In summary, this study shows that offshore and well-managed reefs are equally vulnerable to bleaching disturbance and, in the Philippine context, are more susceptible than fringing reefs of similar or less management status. While bleaching disturbance was experienced at the ARNP, the effects varied with taxonomic communities and sites. Benthic communities were altered by the bleaching disturbance, but the magnitude varied with sites. Noticeable declines in coral cover were documented for some sites where upwards of 40% coral cover was lost, while at other sites, there were minor changes in cover. The severity of coral loss was perhaps associated with the cover of coral pre-bleaching as the two most affected sites had the highest cover before the disturbance.
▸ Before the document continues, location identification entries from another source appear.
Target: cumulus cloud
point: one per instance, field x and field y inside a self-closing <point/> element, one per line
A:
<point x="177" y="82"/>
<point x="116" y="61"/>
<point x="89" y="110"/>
This suggests the importance of small-scale differences in benthic composition at alleviating the impacts of bleaching disturbance. Fish communities were structured more strongly by sites due to differences in benthos and the suite of fishes they support and showed minimal change across years. This suggests that fish communities were comparatively stable after the bleaching disturbance. This stability despite high coral loss at some sites was probably influenced by the presence of alternative and deeper habitats that provided shelter and/or food (Graham et al. 2008; Quimpo et al. 2018b; Dumalagan et al. 2019; Albelda et al. 2020). While offshore and well-managed reefs may experience lower localized stressors (Sandin et al. 2008), they are still affected by large-scale global disturbances, including climate change and coral bleaching. However, reef topography, particularly the presence of alternative and/or deeper habitats, seems to minimize the consequences of bleaching disturbance (Graham et al. 2008; Harrison et al. 2019).